For the past few months I have again been enrolled in the advanced Italian conversation class which previously so intimidated me. While I'm not necessarily improving at a rapid pace, I find myself understanding more of the conversations, participating a tad more, and enjoying the interaction. In short, I look forward to Wednesday mornings.
There are five of us students with the teacher and this term we are meeting at her home. This has been much more conducive than a sterile classroom to the free exchange of ideas, opinions, and thoughts. I have gotten to know much more about my fellow Italian-speakers and I'm awed by them. We have an amazing circle of women (and one man) who have led fascinating lives, overcome incredible hardships, loved deeply, given much, and who laugh often. They are, I think, steel magnolias - beautiful and delicate yet strong, with resolve, talented and complex, who continue to bloom.

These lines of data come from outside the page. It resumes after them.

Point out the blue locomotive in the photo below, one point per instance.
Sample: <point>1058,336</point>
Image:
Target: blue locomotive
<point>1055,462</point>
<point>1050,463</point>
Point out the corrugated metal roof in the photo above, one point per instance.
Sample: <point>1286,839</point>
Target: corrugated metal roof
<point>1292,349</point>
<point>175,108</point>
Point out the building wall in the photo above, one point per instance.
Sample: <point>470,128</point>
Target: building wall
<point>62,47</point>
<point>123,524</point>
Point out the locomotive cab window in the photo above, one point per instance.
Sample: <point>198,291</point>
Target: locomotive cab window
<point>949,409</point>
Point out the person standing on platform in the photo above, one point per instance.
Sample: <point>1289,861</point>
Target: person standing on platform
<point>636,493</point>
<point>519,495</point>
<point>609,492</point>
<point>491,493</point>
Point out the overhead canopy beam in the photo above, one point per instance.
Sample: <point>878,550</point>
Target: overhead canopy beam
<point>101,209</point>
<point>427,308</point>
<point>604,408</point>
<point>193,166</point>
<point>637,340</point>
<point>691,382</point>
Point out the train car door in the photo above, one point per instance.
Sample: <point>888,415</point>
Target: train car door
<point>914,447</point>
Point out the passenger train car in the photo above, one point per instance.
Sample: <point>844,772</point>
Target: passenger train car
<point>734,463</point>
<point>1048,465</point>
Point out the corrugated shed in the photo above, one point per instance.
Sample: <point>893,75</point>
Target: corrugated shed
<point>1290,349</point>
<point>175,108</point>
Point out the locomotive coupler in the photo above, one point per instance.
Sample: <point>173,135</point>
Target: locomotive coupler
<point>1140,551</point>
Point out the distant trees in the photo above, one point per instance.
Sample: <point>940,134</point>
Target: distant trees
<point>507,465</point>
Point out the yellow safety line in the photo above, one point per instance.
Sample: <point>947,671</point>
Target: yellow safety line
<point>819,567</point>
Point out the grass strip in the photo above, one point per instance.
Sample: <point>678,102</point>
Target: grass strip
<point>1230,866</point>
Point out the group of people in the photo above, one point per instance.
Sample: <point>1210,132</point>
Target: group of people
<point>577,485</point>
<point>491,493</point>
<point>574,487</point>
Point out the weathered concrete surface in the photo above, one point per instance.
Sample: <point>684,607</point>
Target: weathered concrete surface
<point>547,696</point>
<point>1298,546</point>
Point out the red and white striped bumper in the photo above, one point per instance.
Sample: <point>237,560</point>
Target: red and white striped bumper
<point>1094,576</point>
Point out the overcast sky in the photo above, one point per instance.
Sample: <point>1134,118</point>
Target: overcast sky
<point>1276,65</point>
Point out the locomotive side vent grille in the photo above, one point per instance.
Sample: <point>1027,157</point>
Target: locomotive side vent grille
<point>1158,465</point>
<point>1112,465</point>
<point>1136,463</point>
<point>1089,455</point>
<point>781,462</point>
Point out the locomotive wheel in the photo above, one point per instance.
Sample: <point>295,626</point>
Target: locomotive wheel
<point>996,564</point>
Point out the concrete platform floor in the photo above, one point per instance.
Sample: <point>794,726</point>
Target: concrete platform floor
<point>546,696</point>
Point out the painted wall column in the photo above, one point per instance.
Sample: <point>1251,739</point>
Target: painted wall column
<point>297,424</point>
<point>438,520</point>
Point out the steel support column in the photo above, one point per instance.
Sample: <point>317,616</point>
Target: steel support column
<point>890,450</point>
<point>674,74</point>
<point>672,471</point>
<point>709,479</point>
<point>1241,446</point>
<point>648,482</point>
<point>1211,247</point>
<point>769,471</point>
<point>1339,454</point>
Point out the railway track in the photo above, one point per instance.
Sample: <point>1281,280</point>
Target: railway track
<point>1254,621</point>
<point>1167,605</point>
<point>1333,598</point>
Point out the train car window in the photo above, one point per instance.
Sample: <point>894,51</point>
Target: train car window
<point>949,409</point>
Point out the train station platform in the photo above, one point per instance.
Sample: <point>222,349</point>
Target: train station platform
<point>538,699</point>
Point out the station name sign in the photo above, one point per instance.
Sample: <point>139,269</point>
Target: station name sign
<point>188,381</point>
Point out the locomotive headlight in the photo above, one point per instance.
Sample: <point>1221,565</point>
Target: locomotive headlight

Spending time with these ladies is pleasurable. Their stories touch me, inspire me. Each is unique with an interesting history, yet we've melded together over our common desire to learn Italian. Is it speaking in a foreign language that allows people to open up a bit more about themselves? Or just the feeling of safety we have as we are cocooned away in the living room sipping coffee for two hours as one topic flows into the next.
I often feel rather mute, not so much because of my still-lacking Italian skills, but because I don't have much to offer to their years of experience and intrigue. Any one of their lives could easily be made into a compelling, beautiful film. My own,often dull 39 years would make a short, not-so-interesting comedy in comparison. And that's okay. I am just thrilled to be part of this group, to hear their stories, to learn from them and laugh with them, and hope that I will be as graceful and giving and full of life as my years pass. Oh yes, and as fluent in Italian. I have much to learn.